1. This Act16 may be cited as the Commonwealth17 of Australia Constitution18 Act.

HISTORICAL NOTE.—Clause 1 of the draft Bill framed by the Sydney Convention of 1891, and usually known as “The Commonwealth Bill of 1891,” declared that “This Act shall be cited as The Constitution of the Commonwealth of Australia.” In Committee, Mr. James Munro proposed “Federated States” in lieu of “Commonwealth.” On a division, however, “Commonwealth” was retained by 26 votes to 13. (Conv. Deb., Syd. [1891], pp. 550–7.)

At the Adelaide Session of the Convention of 1897, the clause as framed in 1891 was adopted verbatim.
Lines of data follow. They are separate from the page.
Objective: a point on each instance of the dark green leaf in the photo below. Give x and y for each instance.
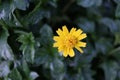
(5, 50)
(21, 4)
(4, 69)
(46, 36)
(117, 11)
(110, 69)
(15, 74)
(86, 25)
(33, 75)
(110, 24)
(103, 45)
(115, 53)
(89, 3)
(117, 38)
(57, 69)
(24, 69)
(27, 46)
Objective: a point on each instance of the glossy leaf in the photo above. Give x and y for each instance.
(27, 46)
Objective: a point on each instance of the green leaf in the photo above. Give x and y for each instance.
(115, 53)
(110, 69)
(117, 38)
(5, 50)
(86, 25)
(46, 36)
(117, 11)
(110, 24)
(85, 73)
(57, 69)
(4, 69)
(103, 45)
(15, 74)
(117, 1)
(24, 69)
(6, 8)
(36, 15)
(89, 3)
(33, 75)
(21, 4)
(27, 47)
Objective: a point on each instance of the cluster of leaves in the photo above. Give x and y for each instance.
(26, 44)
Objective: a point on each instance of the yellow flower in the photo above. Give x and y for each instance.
(66, 41)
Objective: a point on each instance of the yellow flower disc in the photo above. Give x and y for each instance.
(66, 41)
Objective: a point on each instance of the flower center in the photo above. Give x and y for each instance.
(70, 41)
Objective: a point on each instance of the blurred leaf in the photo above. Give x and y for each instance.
(6, 8)
(89, 3)
(117, 38)
(110, 24)
(110, 69)
(115, 53)
(57, 69)
(4, 69)
(27, 47)
(117, 11)
(33, 75)
(117, 21)
(117, 1)
(86, 25)
(46, 36)
(15, 75)
(5, 50)
(36, 15)
(85, 73)
(24, 69)
(21, 4)
(103, 45)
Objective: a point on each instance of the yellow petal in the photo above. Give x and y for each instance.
(78, 32)
(55, 45)
(79, 49)
(65, 30)
(59, 32)
(82, 36)
(81, 44)
(65, 54)
(71, 53)
(72, 30)
(56, 38)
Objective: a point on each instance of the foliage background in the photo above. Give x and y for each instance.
(27, 28)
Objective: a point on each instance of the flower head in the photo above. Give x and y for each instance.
(66, 41)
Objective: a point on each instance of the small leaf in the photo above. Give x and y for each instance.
(4, 69)
(89, 3)
(117, 11)
(110, 69)
(27, 47)
(86, 25)
(15, 75)
(117, 1)
(5, 50)
(103, 46)
(110, 24)
(46, 36)
(21, 4)
(115, 53)
(57, 69)
(117, 38)
(33, 75)
(24, 69)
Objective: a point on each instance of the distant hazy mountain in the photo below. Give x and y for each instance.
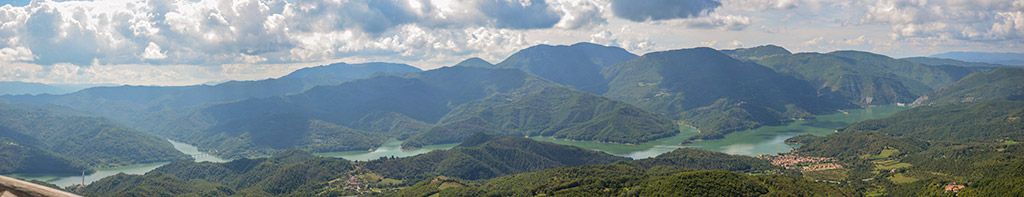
(934, 77)
(757, 53)
(484, 156)
(1012, 58)
(474, 62)
(142, 106)
(299, 173)
(713, 91)
(852, 80)
(523, 105)
(578, 65)
(15, 87)
(997, 84)
(68, 140)
(941, 62)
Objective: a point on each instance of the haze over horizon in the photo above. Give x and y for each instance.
(180, 42)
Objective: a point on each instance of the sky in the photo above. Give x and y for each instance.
(182, 42)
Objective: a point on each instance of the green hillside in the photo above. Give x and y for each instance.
(461, 101)
(920, 151)
(291, 173)
(50, 136)
(144, 107)
(544, 110)
(757, 53)
(934, 77)
(999, 83)
(578, 66)
(852, 80)
(713, 91)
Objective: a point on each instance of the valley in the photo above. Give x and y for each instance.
(762, 117)
(66, 181)
(762, 141)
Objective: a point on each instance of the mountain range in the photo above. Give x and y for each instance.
(582, 91)
(965, 127)
(56, 140)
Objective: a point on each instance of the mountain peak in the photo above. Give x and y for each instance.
(474, 62)
(758, 52)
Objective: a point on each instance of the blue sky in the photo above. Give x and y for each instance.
(178, 42)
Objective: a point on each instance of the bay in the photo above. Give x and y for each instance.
(391, 148)
(65, 180)
(765, 140)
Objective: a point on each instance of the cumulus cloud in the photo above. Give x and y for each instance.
(582, 13)
(629, 42)
(154, 52)
(715, 21)
(214, 32)
(760, 5)
(662, 9)
(978, 21)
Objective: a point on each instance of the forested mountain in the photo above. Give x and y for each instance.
(483, 156)
(859, 82)
(483, 165)
(627, 181)
(578, 65)
(999, 83)
(297, 172)
(24, 154)
(920, 151)
(757, 53)
(474, 62)
(941, 62)
(934, 77)
(713, 91)
(546, 110)
(990, 120)
(1012, 58)
(142, 106)
(517, 104)
(37, 139)
(291, 173)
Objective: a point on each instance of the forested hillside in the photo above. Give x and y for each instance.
(40, 139)
(848, 79)
(920, 151)
(483, 165)
(996, 84)
(144, 107)
(715, 92)
(462, 100)
(578, 66)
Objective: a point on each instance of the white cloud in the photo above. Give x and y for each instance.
(978, 21)
(19, 53)
(632, 43)
(715, 21)
(154, 52)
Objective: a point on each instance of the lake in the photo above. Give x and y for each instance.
(765, 140)
(390, 148)
(65, 181)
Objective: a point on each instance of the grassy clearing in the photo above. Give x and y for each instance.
(890, 164)
(901, 179)
(830, 174)
(888, 152)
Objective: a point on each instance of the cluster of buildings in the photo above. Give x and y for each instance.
(806, 163)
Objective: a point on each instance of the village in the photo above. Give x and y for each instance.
(794, 160)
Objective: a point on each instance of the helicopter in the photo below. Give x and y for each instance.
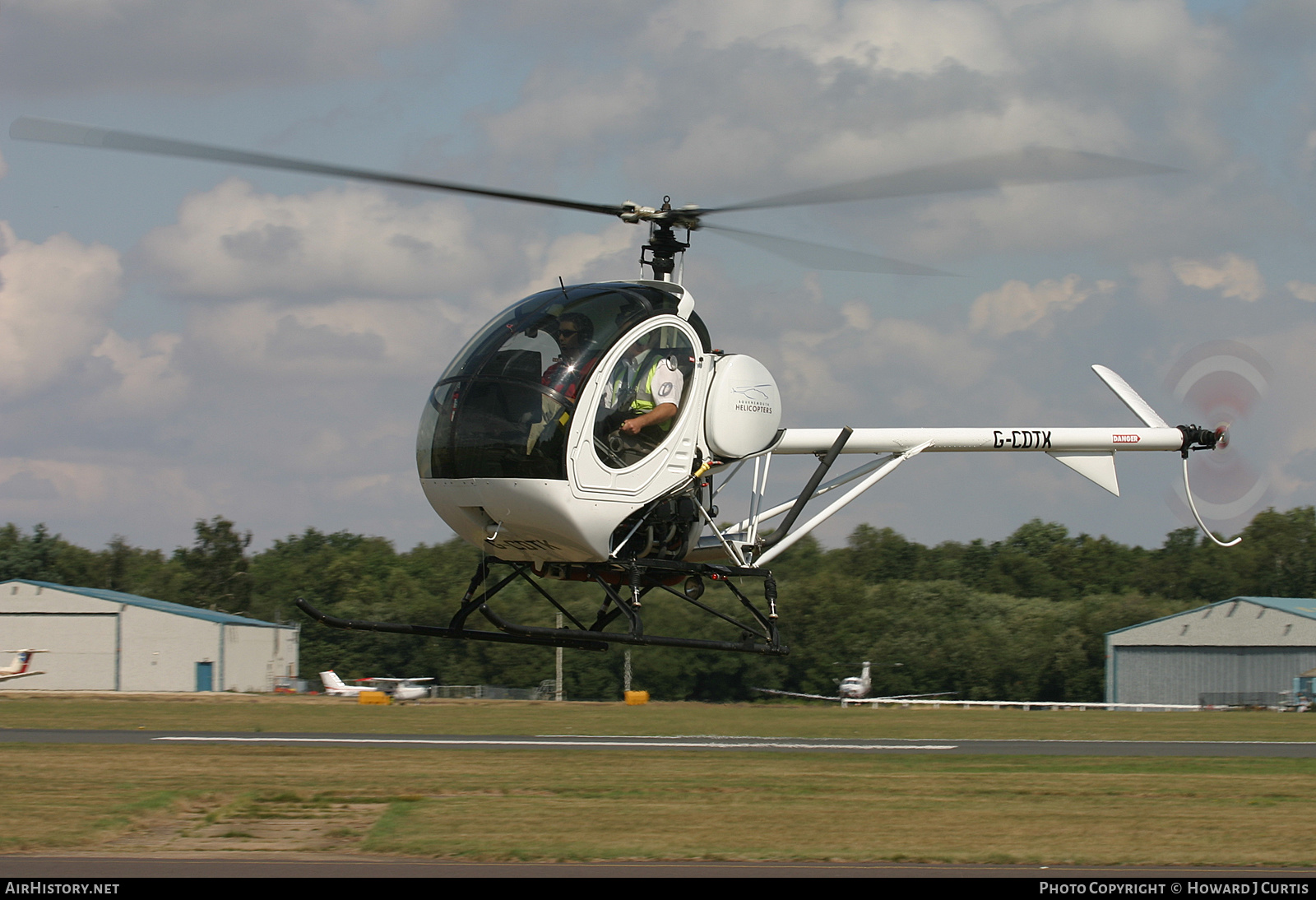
(587, 432)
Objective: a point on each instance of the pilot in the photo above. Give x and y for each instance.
(645, 397)
(576, 332)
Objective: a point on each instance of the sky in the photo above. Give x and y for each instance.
(182, 340)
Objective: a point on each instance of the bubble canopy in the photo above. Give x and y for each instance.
(504, 406)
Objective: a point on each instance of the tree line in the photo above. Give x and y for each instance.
(1022, 619)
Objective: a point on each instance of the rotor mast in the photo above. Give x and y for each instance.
(660, 253)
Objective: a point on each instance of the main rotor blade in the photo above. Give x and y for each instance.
(1028, 166)
(52, 132)
(819, 256)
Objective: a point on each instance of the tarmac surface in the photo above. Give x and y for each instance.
(679, 742)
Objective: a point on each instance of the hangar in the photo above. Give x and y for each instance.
(1237, 647)
(109, 641)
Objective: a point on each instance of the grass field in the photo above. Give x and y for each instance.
(539, 805)
(605, 805)
(294, 713)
In Committee, Mr. Symon proposed to omit the words “Commonwealth of,” leaving simply “Australia;” but this was negatived. Mr. Walker proposed to substitute “Australasia” for “Australia,” but this also was negatived. (Conv. Deb., Adel., pp. 616–9.) At the Sydney Session, a suggestion by the Legislative Council of New South Wales, to substitute “Dominion” for “Commonwealth” was negatived. An amendment by Mr. Barton, to omit “The Constitution of the Commonwealth of Australia,” and substitute “The Commonwealth of Australia Constitution Act,” was agreed to, in order to distinguish between the Act as a whole and the Constitution embodied in the Act. (Conv. Deb., Syd. [1897], pp. 224–5.)